The Beginning of the Bay Colony
As the Massachusetts Bay Company
prepared for its massive migration to New England, it
dispatched engineer Thomas Graves from England in 1629 to
lay out a town for the settlers. Graves was
attracted by the narrow Mishawum Peninsula between the
Charles and Mystic rivers, linked to the mainland at the
present Sullivan Square. The area of earliest
settlement, at Town Hill (now called City Square), still
retains the elliptical street pattern that Thomas Graves
laid out.
The Revolutionary War
At the beginning of the Revolutionary
War, Charlestown's population had reached about 2,000, and
the town contained as many as 400 buildings.
Following the battles of Concord and Lexington on April
19, 1775, the British head toward Charlestown in retreat,
and most townspeople fled when they heard the news.
Two months later, on June 17, the Battle of Bunker Hill
was fought in Charlestown. Although the battle was
actually fought on nearby Breed's Hill, the plan had been
to engage the British on Bunker Hill, and the name stuck.

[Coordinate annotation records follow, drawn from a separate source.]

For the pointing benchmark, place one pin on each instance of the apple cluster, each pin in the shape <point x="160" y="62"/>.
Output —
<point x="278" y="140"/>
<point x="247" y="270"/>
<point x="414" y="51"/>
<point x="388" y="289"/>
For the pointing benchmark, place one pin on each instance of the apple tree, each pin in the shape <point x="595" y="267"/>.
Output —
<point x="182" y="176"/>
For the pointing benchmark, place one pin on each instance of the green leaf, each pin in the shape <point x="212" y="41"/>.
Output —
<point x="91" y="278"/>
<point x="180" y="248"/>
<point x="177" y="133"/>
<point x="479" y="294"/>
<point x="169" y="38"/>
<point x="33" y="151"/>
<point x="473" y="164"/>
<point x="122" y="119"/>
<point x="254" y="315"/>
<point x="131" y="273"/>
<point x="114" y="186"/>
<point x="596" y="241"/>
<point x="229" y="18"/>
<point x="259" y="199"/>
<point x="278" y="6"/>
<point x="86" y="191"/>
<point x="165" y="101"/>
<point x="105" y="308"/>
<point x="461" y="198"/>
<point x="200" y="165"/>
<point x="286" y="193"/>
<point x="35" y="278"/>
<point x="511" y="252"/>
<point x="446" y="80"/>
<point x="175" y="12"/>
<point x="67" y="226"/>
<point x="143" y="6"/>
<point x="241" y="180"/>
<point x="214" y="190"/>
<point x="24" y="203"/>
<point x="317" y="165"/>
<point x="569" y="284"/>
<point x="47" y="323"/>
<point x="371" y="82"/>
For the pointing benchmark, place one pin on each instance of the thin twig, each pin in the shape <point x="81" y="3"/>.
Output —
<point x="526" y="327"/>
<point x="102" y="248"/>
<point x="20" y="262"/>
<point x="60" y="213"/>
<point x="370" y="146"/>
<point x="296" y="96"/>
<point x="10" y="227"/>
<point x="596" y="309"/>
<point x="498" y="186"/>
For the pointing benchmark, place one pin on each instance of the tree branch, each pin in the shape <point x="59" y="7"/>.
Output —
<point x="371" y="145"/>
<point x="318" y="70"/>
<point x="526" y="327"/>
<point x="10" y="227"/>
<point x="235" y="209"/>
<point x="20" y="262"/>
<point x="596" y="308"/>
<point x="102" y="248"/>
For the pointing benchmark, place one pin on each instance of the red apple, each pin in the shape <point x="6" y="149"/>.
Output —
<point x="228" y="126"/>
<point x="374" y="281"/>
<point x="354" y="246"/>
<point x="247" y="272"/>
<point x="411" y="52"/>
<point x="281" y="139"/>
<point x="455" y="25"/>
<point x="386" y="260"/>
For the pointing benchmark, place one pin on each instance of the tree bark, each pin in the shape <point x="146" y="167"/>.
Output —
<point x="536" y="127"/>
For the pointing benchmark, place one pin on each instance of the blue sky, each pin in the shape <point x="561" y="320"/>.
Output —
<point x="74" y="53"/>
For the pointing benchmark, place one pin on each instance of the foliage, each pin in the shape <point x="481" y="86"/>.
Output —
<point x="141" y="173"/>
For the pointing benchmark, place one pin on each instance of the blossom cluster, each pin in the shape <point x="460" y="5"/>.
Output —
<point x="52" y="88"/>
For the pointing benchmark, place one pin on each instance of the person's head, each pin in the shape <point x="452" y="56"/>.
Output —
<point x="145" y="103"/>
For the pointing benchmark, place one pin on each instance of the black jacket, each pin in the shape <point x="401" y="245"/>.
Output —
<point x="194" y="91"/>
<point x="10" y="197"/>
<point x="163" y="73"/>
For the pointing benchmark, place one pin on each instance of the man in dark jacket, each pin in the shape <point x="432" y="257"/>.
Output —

The American troops lost the battle, but the strength and
determination they showed, together with the great British
losses, gave an important boost to their cause.

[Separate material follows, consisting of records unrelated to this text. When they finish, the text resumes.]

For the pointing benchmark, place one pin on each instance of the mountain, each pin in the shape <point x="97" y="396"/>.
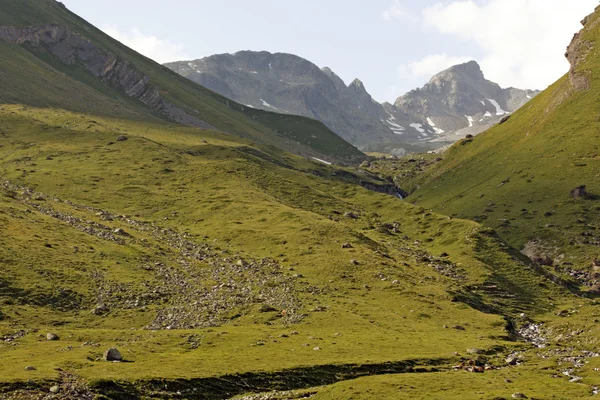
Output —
<point x="456" y="102"/>
<point x="74" y="66"/>
<point x="526" y="177"/>
<point x="141" y="258"/>
<point x="289" y="84"/>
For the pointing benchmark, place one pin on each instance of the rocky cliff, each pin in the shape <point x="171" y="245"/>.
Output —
<point x="454" y="103"/>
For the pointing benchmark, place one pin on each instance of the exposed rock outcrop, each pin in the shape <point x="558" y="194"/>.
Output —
<point x="459" y="98"/>
<point x="70" y="48"/>
<point x="577" y="52"/>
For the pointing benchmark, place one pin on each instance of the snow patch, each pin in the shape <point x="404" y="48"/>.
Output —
<point x="486" y="115"/>
<point x="321" y="161"/>
<point x="419" y="128"/>
<point x="268" y="105"/>
<point x="194" y="67"/>
<point x="435" y="128"/>
<point x="499" y="110"/>
<point x="394" y="127"/>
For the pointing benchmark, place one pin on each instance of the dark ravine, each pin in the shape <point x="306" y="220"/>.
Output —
<point x="71" y="48"/>
<point x="227" y="386"/>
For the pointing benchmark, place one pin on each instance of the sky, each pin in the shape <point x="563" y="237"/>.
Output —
<point x="392" y="46"/>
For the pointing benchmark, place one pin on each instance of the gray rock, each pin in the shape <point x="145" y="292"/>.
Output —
<point x="113" y="355"/>
<point x="289" y="84"/>
<point x="100" y="310"/>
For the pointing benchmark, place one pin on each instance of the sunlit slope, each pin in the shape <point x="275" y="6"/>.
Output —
<point x="518" y="176"/>
<point x="184" y="236"/>
<point x="33" y="74"/>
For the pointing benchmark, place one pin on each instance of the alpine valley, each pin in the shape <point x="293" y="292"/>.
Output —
<point x="161" y="239"/>
<point x="455" y="102"/>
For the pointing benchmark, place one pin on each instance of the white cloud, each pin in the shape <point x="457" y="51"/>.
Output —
<point x="523" y="41"/>
<point x="161" y="51"/>
<point x="397" y="11"/>
<point x="429" y="66"/>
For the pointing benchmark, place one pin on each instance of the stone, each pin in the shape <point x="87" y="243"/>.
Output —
<point x="100" y="310"/>
<point x="266" y="308"/>
<point x="503" y="120"/>
<point x="579" y="192"/>
<point x="351" y="215"/>
<point x="113" y="355"/>
<point x="512" y="359"/>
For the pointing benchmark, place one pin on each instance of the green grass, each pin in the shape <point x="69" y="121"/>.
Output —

Following the battle, British troops burned the oldest
section of Charlestown to the ground. Citizens
cautiously began to return after the British fled Boston
in March, 1776, but full-fledged reconstruction of the
town did not occur until after the war ended in 1781.
Post-Revolutionary Growth
During the decades following the
Revolutionary War, the citizens of Charlestown seemed to
be trying to make up for lost time, as new residential and
industrial areas were built. Among the oldest
buildings
is the Warren Tavern (1780), extensively rebuilt in the
1970s. Large landholders subdivided their land for
development. Skilled local housewrights built
handsome Federal-style houses. No other Boston
neighborhood has such a fine group of frame houses from
this period.
Charlestown's residential building boom
was fueled in part by post-Revolutionary developments in
transportation and industry. By 1785, 13 wharves
lined Charlestown's harbor, and soon new bridges increased
trade. In 1800, the U.S. Navy opened a the Navy Yard
at Moulton's Point, attracting other maritime industry and
becoming one of Charlestown's major employers for more
than 150 years.
Transportation and Immigration
In 1803, the Middlesex Canal opened with
Charlestown as its southern terminus, linking the
Merrimack Valley with Boston Harbor. Around 1825 the
first toll-free bridge connecting Charlestown to Boston
was built, bringing with it Bostonians who found
Charlestown an attractive place to live. Beginning
in the 1830s, railroads began to eclipse the canal, and
Charlestown's wharves became the terminus for lines from
inland Massachusetts. Export products flowed into
Charlestown, and local businesses flourished.
Between 1830 and 1870, Charlestown's
population tripled to more than 28,000. By 1865,
immigrants - primarily those from Ireland - made up almost
a quarter of the people in the neighborhood.
20th-century Developments
Beginning in 1901, the elevated
streetcar line transformed the appearance of City and
Sullivan squares with its massive structure. The
"El" made the neighborhood accessible to more people,
stimulating industrial growth, but it also cast a visual
blight over Charlestown.
During World War II, the Navy Yard
employed 47,000 workers, but peacetime brought severe
unemployment and decline, heightened by the opening of the
Tobin Bridge in the 1950s. More change has come in
the last two decades, with the dismantling of the "El" and
the closing and redevelopment of the Navy Yard.